I still thought it was a little bizarre, and the truth of the matter probably would have dawned on me sooner if Daisy had not perpetrated the myth over dinner. Turns out the joke was on us.

We arrive at the Laugh Factory hours ahead of schedule, and proceed to line up behind two puffy faced youths who look like they should be attending the latest computer gaming convention. Nothing seems amiss. As we wait, the line behind us lengthens… before long Daisy, Dad, Mom, the dweebs and I are the minority and Mom begins her usual commentary on the company. “What’s with Daisy and black guys anyways? No shortage of guys for her to date here!” Cornrows and fros surround us. Beautiful, ebony-skinned women, decked to the nines, line up arm-in-arm with their coffee, black, and yes, chocolate, companions. The only vanilla in sight is the duo in front of us.

We strike up a conversation with the cream-puff dweebs.

“We came for the chocolate sundaes!” Mom says. I’m sure a bemused glance passed between their chubby faces, but we fail to notice.

The doorman comes by to arrange the lines, and separates the “guest list” to the side. “Do we still get a sundae if we’re not on the guest list?” Mom asks innocently.

"Ha..." The doorman gives an uncertain laugh. His raised eyebrow and perplexed smile suddenly conveys all. With growing horror I pray that Mom will keep her mouth shut but she continues: “That’s the whole reason we came! We’d better get our chocolate sundaes. We saved room!”

Mortification sinks in. The doorman realizes she’s not kidding, but attempts to play it off. “Haha, free chocolate sundaes for everyone. That would be a good one.” For some reason I seem to be the only one to realize that we will not be met with two scoops of ice-cream and a drizzle of chocolate-syrup upon entering the laugh factory. I recall our earlier, perfectly audible, and likely overheard discussion on how we had gorged ourselves at dinner, and how we would never be able to fit a sundae into our stuffed stomachs. For a moment I wish that I too had dark skin to hide the bloom of beet-red spreading over my pale cheeks.

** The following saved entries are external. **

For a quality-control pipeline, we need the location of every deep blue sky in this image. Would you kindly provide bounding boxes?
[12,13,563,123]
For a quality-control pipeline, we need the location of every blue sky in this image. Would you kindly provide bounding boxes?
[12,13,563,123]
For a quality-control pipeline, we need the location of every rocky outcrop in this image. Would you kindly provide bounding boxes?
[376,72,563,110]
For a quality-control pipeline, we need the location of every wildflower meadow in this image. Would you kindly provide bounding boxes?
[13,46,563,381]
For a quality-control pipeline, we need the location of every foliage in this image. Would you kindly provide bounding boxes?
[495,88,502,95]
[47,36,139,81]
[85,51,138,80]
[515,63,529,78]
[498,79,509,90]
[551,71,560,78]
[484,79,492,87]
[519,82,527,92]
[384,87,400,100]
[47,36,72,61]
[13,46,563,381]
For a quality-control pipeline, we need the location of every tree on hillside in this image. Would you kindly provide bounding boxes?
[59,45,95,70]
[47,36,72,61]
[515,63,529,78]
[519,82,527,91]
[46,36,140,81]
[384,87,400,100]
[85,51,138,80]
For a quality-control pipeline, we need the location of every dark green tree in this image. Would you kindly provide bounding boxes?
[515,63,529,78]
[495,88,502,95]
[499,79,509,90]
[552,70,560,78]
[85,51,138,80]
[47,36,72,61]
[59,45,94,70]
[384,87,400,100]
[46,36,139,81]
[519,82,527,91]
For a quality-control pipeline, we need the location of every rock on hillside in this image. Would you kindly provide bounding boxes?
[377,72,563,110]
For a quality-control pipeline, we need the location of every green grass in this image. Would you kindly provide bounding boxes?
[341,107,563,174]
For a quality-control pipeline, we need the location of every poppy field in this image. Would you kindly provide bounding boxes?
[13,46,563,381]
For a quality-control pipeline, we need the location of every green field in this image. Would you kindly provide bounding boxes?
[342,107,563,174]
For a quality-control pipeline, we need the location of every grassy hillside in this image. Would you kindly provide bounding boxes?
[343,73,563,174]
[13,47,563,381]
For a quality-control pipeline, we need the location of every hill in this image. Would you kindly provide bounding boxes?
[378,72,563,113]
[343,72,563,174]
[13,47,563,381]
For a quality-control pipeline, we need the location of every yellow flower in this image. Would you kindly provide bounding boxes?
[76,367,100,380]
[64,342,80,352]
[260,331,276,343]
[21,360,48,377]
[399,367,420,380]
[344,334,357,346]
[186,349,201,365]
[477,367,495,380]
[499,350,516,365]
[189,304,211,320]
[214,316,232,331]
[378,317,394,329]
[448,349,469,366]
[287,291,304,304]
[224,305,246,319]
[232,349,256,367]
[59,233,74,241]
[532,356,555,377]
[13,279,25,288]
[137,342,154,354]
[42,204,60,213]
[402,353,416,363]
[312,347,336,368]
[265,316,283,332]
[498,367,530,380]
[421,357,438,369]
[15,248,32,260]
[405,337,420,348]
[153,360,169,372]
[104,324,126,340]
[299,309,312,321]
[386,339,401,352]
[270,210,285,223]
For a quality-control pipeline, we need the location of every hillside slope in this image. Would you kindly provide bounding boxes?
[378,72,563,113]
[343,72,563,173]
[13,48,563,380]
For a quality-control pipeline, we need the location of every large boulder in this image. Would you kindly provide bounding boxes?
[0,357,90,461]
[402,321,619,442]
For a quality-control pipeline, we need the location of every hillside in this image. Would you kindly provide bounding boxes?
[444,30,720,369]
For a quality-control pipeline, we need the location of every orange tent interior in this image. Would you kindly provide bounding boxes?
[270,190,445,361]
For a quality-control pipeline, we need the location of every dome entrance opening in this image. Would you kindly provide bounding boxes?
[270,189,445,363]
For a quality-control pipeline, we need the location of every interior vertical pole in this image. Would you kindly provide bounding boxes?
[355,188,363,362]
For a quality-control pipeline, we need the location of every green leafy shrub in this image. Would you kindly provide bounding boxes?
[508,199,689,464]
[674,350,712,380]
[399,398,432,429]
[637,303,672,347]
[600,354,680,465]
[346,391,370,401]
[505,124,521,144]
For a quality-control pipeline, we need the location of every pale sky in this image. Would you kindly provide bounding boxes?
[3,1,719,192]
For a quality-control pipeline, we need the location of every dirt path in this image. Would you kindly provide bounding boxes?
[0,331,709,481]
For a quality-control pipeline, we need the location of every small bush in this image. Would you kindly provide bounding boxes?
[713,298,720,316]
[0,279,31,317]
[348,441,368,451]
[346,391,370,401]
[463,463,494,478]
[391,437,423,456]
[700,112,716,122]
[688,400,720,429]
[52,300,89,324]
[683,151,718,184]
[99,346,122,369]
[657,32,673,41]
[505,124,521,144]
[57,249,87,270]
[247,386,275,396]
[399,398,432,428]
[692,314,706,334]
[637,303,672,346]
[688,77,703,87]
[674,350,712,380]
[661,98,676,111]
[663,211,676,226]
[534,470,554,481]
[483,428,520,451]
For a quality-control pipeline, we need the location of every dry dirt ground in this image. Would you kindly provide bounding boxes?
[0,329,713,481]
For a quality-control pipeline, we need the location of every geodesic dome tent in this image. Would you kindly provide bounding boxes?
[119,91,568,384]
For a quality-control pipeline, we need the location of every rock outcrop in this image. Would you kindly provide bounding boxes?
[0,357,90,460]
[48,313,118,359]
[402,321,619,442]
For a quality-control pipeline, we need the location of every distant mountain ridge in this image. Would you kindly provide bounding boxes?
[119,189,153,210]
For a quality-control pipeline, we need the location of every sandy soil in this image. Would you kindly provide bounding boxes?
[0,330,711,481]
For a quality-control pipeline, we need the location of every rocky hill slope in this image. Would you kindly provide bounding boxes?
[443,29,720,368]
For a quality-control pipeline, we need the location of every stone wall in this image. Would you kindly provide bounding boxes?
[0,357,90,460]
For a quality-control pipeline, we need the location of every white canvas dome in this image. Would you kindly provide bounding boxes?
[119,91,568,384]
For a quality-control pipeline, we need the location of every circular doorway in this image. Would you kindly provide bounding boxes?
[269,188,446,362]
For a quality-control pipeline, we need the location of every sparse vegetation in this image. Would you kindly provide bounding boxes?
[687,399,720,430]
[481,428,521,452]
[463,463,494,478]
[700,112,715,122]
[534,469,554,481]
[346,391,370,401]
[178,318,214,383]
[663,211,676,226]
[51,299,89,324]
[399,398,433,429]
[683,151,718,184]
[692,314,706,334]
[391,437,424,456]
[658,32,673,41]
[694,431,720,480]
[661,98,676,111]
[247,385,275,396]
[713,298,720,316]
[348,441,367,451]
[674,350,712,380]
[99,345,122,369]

Then Mom serves the cherry-on-top: “Wouldn’t it be terrible if there weren’t really any chocolate sundaes, and it was just a play on words?” she wonders aloud. The guys in front of us snicker. I can’t take it anymore. “Mom, it is a play on words. I’m pretty sure there are no chocolate sundaes.” “What? Really? No!” She exclaims. Despite the lemon tart, profiteroles, and chocolate torte that we devoured earlier her voice betrays disappointment. I don’t bother to explain the growing obviousness of the metaphor:

Sunday night + Lots of Black people = Chocolate Sunday Night at the Laugh Factory.


Only the Robintons would take any offer of food literally. Let the Robinton Dish begin!